MFA, which requires that users authenticate with at least two factors, can reduce the risk of identity compromise by as much as 99 percent over passwords alone, so this improvement is key to preventing attacks and securing your district's personal and operational data.
When Atrieve Email MFA is enabled, employees will be required to enter a unique time-based numeric code before being logged into any Atrieve product. The code will be sent to the employee’s email address, and until they enter in a valid code, they will not be authenticated to any Atrieve product, and their session will not be active. At this time, Email MFA can only be enabled for the entire district, not on an individual user basis.
Does our district have to use Atrieve Email MFA?
No, Atrieve Email MFA is not required to be used with the Atrieve 21.02 release. This is a built-in add-on security feature that each district can choose to enable or not, whether you are hosted by PowerSchool or have Atrieve on-premise. Atrieve Email MFA can be enabled at any time in the future.

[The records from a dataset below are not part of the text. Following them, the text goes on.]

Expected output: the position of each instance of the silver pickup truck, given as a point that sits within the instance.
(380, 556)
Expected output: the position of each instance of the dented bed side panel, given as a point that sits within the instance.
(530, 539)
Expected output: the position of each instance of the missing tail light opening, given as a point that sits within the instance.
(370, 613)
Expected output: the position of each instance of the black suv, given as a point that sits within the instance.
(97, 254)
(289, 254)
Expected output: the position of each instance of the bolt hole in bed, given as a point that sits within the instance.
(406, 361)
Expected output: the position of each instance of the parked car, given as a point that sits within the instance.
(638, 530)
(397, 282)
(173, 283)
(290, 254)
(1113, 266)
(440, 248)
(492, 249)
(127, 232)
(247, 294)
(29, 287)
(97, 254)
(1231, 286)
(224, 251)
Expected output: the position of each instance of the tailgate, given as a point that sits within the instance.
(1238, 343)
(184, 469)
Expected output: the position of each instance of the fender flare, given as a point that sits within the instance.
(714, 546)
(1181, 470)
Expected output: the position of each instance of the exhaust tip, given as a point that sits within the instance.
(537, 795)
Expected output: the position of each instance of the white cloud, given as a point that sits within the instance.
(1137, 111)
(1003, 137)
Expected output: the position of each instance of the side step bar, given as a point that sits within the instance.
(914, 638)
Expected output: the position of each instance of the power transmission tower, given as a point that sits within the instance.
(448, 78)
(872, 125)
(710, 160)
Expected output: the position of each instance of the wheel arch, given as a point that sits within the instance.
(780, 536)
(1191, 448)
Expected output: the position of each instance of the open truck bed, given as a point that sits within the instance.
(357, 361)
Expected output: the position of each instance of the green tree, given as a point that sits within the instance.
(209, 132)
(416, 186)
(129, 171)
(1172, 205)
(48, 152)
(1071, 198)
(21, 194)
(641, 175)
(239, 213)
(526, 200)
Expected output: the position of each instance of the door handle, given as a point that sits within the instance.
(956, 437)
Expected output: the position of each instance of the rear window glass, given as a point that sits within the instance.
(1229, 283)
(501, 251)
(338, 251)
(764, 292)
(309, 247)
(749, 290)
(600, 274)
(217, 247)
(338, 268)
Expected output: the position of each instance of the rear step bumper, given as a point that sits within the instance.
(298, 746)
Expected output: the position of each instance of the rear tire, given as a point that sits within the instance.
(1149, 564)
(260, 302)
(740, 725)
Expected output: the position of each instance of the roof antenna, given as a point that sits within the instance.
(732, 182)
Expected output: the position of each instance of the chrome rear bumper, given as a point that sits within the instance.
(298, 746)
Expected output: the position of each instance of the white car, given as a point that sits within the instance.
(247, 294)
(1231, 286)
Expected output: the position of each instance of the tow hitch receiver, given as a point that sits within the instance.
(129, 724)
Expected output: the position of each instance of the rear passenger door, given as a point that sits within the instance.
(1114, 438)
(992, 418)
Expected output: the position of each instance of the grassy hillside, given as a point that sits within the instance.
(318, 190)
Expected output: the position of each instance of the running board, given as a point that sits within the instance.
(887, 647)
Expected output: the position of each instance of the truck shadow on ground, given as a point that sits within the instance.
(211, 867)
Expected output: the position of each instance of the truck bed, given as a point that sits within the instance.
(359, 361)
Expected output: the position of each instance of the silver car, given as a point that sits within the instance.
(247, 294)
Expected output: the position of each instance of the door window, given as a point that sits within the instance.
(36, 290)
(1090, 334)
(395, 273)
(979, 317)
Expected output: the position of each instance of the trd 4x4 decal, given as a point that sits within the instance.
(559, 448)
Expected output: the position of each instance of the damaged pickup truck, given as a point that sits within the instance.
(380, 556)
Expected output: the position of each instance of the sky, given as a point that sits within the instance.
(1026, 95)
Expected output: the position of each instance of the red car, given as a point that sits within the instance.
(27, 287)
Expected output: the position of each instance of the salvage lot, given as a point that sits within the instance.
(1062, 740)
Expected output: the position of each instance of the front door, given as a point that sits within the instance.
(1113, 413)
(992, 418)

How do I enable Atrieve Email MFA?
- Ensure ALL staff have a correct email address in LDAP, OpenLDAP, or Atrieve HR
- Open a technology support case requesting Atrieve Email MFA to be enabled through the Support Case Portal in the PowerSchool Community.
- Once the request is received, the PowerSchool team will schedule a date with your district to enable Atrieve Email MFA.
Where does the service look for my email address?
- LDAP users
The authentication service will look at the employee’s Active Directory record for the email field. If no valid email address is found, the service will next look for the employee’s email address in Atrieve HR.
- Non-LDAP users
The authentication service will look for the employee’s email address in Atrieve HR.
How is my email address used?
Once a valid email address is found, a unique MFA code is sent to the email address. The user needs to enter the code sent to their mailbox into the ATrieve Email MFA login prompt to proceed.
What happens if the system cannot find a valid email address?
If the system cannot find a valid email address, the user will not be able to log in. An error message will be displayed that states:
Your email address (email@address.com) is not valid, please contact your administrator.
What is the system workflow for authentication with Atrieve Email MFA?
What does the MFA email contain?
|
|---|
Dear MFA User Here is the code you need to login to your PowerSchool Atrieve account: 8 9 2 7 4 2 This code is active for 5 minutes. The code is required to complete the login. No one can access your account without access to this email. If you are not attempting to login then please notify your system administrator of the login attempt. Thank you, PowerSchool Atrieve Team |
What does the Atrieve Email MFA login prompt look like?
What is the expiry time for the MFA codes?
The default expiry time for a generated MFA code is 5 minutes. If an end-user generates a new request within 5 minutes, the same code will be sent to them again. After the the 5-minute expiry, a new MFA code is generated for the end user.
What happens if I don’t enter the code in time?
If you don’t enter the code in time, you can request a new one via the same process.
What happens if I enter an invalid code?
If you enter an invalid code, you will be redirected to the MFA prompt again.
Can I use SMS text messaging instead of email?
No.
Can I use 3rd Party Authenticators such as Google or Microsoft?
With Atrieve 22.02, 3rd party authenticators are supported with Google and Microsoft.